NSG 310 Foundations Exam III Blueprint Spring 2020

Med Math – 6

Po meds

Sliding Scale Insulin

Oxygenation and Perfusion – 12

Orthopnea –difficulty breathing while lying down- typically in obese, COPD, heart failure, and
pregnant women

Hypoxia- inadequate tissue oxygenation at the cellular level, life threatening, causes: anemia, carbon
monoxide poisoning, septic shock, cyanide poisoning, pneumonia atelectasis, cardiomyopathy, spinal
cord injury, head trauma. Sign and symptoms: rapid pulse, rapid shallow respirations, dyspnea,
increased restlessness or light headedness, nasal flaring, substernal or intercostal retractions,
cyanosis, anxious, tired, leaning forward, fatigue, lethargy, clubbing

Hypoxemia- inadequate oxygen levels in the blood

Respiratory assessment

• Assess for risk factors
• Physical Exam: Assess pain, fatigue, dyspnea, rapid pulse, rapid respirations, nasal
flaring, substernal or intercostal retractions, cyanosis, breathing patterns, cough,
• Diagnostic testing: blood oxygenation, lab test, cardiac monitoring, spirometer,
sputum sample

Suctioning and follow-up assessment

When evaluating the patient after suctioning, assess and document physiologic and psychological
responses to the procedure. Convey your findings verbally during nurse-to-nurse shift report and to
the interdisciplinary team during daily rounds.

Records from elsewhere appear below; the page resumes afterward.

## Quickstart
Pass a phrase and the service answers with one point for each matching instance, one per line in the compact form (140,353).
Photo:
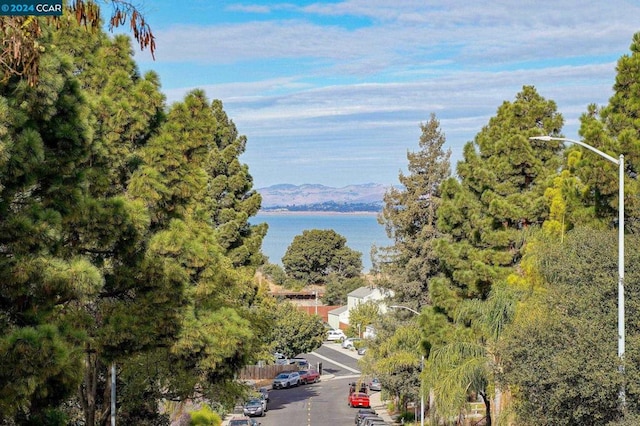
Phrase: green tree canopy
(315,254)
(560,355)
(295,332)
(409,216)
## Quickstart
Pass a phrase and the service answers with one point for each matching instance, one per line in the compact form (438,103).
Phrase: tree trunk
(487,407)
(88,387)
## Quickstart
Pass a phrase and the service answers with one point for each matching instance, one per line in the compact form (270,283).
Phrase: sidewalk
(374,397)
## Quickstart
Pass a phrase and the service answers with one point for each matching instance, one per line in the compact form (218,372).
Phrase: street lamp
(620,163)
(421,365)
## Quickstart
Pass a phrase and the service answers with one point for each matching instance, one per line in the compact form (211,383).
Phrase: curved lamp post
(620,163)
(421,365)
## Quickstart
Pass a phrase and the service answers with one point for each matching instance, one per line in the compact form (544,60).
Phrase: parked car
(302,363)
(265,393)
(243,421)
(335,335)
(359,399)
(309,376)
(254,407)
(374,421)
(350,342)
(363,412)
(368,417)
(286,380)
(375,384)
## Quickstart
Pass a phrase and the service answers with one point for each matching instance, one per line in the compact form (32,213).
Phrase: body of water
(361,231)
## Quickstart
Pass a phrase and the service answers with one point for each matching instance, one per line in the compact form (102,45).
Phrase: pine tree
(486,219)
(614,129)
(409,217)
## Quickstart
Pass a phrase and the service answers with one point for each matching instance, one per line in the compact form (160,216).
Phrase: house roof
(361,292)
(338,311)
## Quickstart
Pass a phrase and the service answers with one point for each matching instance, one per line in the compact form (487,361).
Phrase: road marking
(346,367)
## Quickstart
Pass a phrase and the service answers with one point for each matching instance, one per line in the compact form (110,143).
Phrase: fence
(264,372)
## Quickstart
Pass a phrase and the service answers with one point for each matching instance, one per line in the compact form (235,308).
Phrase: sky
(334,92)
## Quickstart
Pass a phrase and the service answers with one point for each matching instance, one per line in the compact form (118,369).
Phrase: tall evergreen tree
(47,278)
(614,129)
(409,216)
(485,218)
(175,181)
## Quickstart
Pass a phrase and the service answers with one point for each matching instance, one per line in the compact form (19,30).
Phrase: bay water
(361,231)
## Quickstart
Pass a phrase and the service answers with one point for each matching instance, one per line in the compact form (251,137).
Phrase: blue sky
(333,92)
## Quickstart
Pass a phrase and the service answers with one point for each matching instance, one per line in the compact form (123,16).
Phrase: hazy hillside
(287,195)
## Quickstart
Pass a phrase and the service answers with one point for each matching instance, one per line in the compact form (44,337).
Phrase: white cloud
(348,83)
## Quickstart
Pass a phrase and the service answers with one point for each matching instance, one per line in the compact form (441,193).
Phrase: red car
(359,399)
(309,376)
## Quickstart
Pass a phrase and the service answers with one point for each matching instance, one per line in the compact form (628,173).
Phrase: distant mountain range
(314,197)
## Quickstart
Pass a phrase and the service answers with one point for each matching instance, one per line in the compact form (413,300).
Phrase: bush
(205,417)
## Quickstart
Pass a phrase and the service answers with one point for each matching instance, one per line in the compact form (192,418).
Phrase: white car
(335,335)
(350,342)
(286,379)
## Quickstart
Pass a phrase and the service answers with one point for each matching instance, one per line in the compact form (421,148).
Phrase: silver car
(286,380)
(253,408)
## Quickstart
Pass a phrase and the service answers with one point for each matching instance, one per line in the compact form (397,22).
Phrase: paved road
(320,404)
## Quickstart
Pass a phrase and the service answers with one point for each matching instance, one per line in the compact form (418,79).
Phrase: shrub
(205,417)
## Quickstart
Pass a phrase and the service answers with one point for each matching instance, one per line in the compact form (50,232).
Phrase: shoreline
(314,212)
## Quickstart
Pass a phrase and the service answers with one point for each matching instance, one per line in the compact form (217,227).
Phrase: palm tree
(470,363)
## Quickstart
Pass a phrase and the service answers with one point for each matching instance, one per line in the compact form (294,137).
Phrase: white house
(339,317)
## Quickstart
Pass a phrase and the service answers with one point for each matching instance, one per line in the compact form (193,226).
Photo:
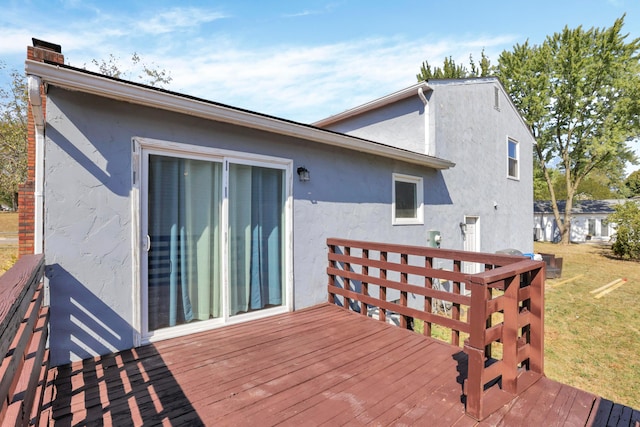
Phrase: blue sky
(300,60)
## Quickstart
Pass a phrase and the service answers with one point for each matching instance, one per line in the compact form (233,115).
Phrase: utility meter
(434,238)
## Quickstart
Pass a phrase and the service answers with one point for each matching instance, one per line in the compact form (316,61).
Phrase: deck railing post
(332,277)
(428,302)
(404,260)
(382,315)
(510,335)
(536,332)
(474,348)
(364,288)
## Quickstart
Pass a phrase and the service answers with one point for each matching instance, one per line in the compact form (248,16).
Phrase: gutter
(428,147)
(83,81)
(34,83)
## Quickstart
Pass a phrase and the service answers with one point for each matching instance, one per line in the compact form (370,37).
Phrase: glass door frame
(142,149)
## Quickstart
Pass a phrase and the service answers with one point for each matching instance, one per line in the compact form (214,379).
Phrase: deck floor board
(316,366)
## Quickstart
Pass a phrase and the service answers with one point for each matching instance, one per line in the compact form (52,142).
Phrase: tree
(13,118)
(627,237)
(150,75)
(13,138)
(450,70)
(633,184)
(580,94)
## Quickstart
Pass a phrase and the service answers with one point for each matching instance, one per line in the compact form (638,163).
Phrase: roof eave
(121,90)
(376,103)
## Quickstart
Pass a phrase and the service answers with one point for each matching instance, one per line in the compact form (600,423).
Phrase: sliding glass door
(256,226)
(184,234)
(215,239)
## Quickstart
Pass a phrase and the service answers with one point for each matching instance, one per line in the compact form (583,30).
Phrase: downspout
(429,150)
(35,100)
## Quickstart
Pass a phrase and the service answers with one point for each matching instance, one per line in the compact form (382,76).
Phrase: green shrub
(627,237)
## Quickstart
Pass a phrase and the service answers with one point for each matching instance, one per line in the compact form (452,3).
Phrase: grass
(593,344)
(8,228)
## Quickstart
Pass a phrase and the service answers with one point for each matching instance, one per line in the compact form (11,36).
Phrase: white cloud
(307,83)
(177,19)
(294,80)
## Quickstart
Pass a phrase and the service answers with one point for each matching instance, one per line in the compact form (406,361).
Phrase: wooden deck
(322,365)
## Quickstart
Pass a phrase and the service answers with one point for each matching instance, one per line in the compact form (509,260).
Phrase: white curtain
(184,260)
(256,224)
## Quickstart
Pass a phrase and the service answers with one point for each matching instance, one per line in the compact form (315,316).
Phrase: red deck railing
(501,310)
(24,359)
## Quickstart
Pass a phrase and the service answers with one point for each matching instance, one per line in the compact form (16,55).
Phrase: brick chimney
(41,51)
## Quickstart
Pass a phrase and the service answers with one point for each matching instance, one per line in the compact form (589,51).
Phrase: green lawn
(8,228)
(593,344)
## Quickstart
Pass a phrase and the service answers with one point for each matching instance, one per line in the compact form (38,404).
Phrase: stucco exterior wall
(89,217)
(467,128)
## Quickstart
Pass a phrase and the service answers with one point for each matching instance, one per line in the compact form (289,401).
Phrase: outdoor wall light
(303,174)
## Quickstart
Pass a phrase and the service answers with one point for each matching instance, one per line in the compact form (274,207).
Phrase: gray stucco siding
(89,214)
(466,128)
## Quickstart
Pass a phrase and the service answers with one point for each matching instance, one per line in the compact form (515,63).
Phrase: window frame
(418,182)
(516,159)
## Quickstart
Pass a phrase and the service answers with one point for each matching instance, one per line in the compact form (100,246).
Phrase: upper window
(407,200)
(514,155)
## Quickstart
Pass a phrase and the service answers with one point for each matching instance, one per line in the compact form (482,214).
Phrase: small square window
(407,200)
(513,155)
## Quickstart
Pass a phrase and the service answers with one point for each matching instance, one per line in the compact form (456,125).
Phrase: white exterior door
(472,242)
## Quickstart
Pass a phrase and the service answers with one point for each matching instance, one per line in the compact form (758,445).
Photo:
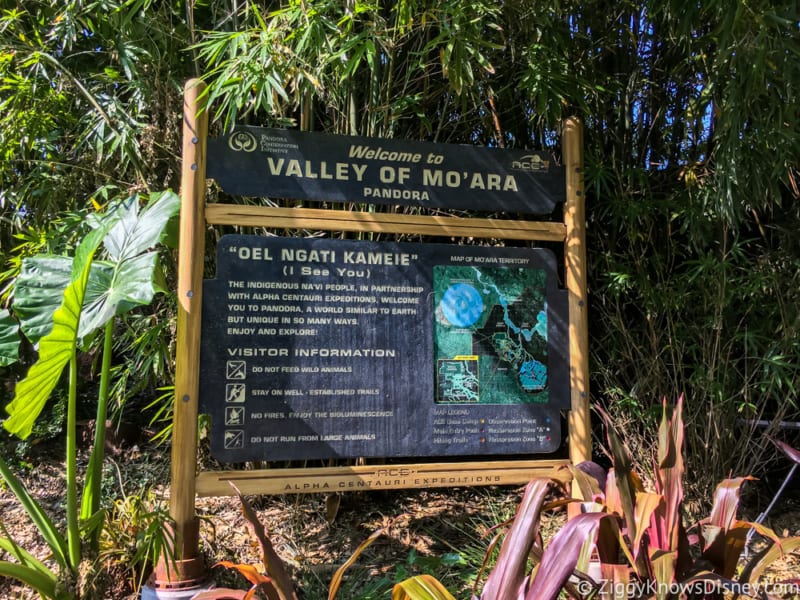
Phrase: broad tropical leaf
(56,348)
(115,286)
(421,587)
(38,292)
(9,339)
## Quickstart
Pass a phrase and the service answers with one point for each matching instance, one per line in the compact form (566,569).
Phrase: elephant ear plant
(59,302)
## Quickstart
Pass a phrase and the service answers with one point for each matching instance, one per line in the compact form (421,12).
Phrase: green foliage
(135,536)
(84,301)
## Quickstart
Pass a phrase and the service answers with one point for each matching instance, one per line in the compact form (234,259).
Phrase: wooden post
(188,568)
(580,430)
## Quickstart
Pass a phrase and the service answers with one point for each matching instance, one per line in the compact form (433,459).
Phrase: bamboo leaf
(561,556)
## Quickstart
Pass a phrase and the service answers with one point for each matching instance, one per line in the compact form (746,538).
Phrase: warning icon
(235,369)
(234,415)
(234,439)
(235,392)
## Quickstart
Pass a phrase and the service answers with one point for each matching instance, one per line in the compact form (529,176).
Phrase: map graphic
(490,335)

Oxygen therapy- Medication ordered by a physician, used to relieve or prevent hypoxia, may be
administered by nurse in an emergency situation, Safety issues (flammability, humidification,
transporting tanks), room air is 21%, sign needs to be places saying keep 10 ft away from open flame,
no smoking, secure cylinders, grounded equipment so no sparks, check tank levels before transporting

Methods: Nasal cannula or prongs: ¼-6 LPM, 23-45% O2

Face Mask: simple: 6-8 LPM, 40-50% O2

Partial rebreather: 6-15 LPM, 50-80% O2

Non-rebreather: 6-15 LPM, 70-100% O2-physical trauma, smoke
inhalation, CO poisoning

Venturi: vent weaning, COPD patients

, Face tent: facial trauma, claustrophobia, vent weaning

Oxyhood/oxygen tent

Role of carbon dioxide as a driver to breathe

Increasing Levels of CO2 in the blood drives the stimulus to breathe. Neurons in the
respiratory center in pons and medulla respond to the increase of CO2 of H+ ions.

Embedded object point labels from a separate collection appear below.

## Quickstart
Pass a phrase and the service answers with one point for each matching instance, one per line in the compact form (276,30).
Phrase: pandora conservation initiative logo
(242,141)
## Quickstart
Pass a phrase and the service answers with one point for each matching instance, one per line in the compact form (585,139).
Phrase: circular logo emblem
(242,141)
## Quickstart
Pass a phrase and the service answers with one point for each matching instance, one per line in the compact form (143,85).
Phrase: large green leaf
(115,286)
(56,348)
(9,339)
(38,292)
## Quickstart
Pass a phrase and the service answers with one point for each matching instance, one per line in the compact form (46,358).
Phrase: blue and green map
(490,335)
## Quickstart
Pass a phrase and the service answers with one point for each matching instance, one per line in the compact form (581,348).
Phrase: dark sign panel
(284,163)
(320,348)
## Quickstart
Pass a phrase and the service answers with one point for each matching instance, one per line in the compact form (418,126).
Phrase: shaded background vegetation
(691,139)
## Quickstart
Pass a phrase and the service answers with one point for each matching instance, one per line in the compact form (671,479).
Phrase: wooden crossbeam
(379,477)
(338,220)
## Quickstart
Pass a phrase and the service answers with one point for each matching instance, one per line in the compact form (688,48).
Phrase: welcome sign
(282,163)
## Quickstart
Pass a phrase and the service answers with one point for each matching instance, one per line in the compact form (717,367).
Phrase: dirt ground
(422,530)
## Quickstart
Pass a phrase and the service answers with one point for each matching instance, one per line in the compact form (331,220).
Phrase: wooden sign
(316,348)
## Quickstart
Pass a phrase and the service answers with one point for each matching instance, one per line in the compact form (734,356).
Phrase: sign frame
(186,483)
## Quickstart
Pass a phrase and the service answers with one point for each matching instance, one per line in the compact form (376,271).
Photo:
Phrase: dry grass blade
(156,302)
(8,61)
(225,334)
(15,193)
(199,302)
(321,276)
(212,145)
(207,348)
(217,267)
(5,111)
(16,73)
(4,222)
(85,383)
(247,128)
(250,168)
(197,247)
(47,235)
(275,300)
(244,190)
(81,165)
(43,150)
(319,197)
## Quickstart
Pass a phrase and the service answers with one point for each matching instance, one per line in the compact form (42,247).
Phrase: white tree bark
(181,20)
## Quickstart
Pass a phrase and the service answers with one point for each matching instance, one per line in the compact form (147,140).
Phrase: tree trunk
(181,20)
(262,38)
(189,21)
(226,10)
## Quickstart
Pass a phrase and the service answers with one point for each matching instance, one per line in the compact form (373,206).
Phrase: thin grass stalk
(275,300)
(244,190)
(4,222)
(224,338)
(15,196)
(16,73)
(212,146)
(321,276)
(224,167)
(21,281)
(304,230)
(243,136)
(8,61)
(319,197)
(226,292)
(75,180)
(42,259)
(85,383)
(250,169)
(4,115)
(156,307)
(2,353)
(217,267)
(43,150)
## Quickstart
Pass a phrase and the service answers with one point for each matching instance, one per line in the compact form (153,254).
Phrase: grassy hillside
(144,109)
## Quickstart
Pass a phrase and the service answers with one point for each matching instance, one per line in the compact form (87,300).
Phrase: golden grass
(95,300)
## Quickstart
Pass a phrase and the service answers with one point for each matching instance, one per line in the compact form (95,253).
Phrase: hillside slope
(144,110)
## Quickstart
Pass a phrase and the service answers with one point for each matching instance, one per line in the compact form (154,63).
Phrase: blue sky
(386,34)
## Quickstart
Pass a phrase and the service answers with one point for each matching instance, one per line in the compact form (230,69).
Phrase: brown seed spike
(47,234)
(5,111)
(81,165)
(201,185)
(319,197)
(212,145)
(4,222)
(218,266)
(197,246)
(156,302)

Factors that positively and negatively affect circulation and perfusion

• Advanced age- with increased age= decreased elasticity, decreased exchanged air,
decreased reflexes; drier mucous membranes, diminished muscle strength, decreased
chest expansion, decreased immune function, increased risk of GE reflux to aspiration
calcification of valves, SA node; atherosclerosis, osteoporosis changes in thorax;
calcification of airways. Alveoli enlarge, decreased surface area for gas exchange,
decreased functional cilia so decreased cough mechanics and increased risk for
respiratory infections, fib
• Lifestyle: nutrition (risk for anemia, muscle wasting, increased CO2 retention with high
carb diets), exercise, smoking, substance abuse, stress, pregnancy
• Occupation
• Health Status
• Meds
• Stress – hyperventilation
• Pollution
• Altitude – decreased pO2 in air


Types of airways and suctioning and when each is used

Oropharyngeal and nasopharyngeal: used when the client can cough effectively but is not able to clear
secretions

YanKauer Suction Catheter: for the mouth, not the nose

Orotracheal and nasotracheal: used when the client is unable to manage secretions in lower airways

Tracheal: Used with an artificial airway

Trach care

1. Position patient in semi-Fowler’s position and place a towel or linen-saver pad over the
patient’s chest.
2. Don clean gloves.
3. Hyperoxygenate the patient as needed, and suction the tracheostomy.
4. Remove and discard the soiled tracheostomy dressing in the appropriate receptacle, and then
remove and discard your gloves. Perform hand hygiene.
5. Place the tracheostomy care equipment on the bedside table, and prepare equipment, using
sterile technique.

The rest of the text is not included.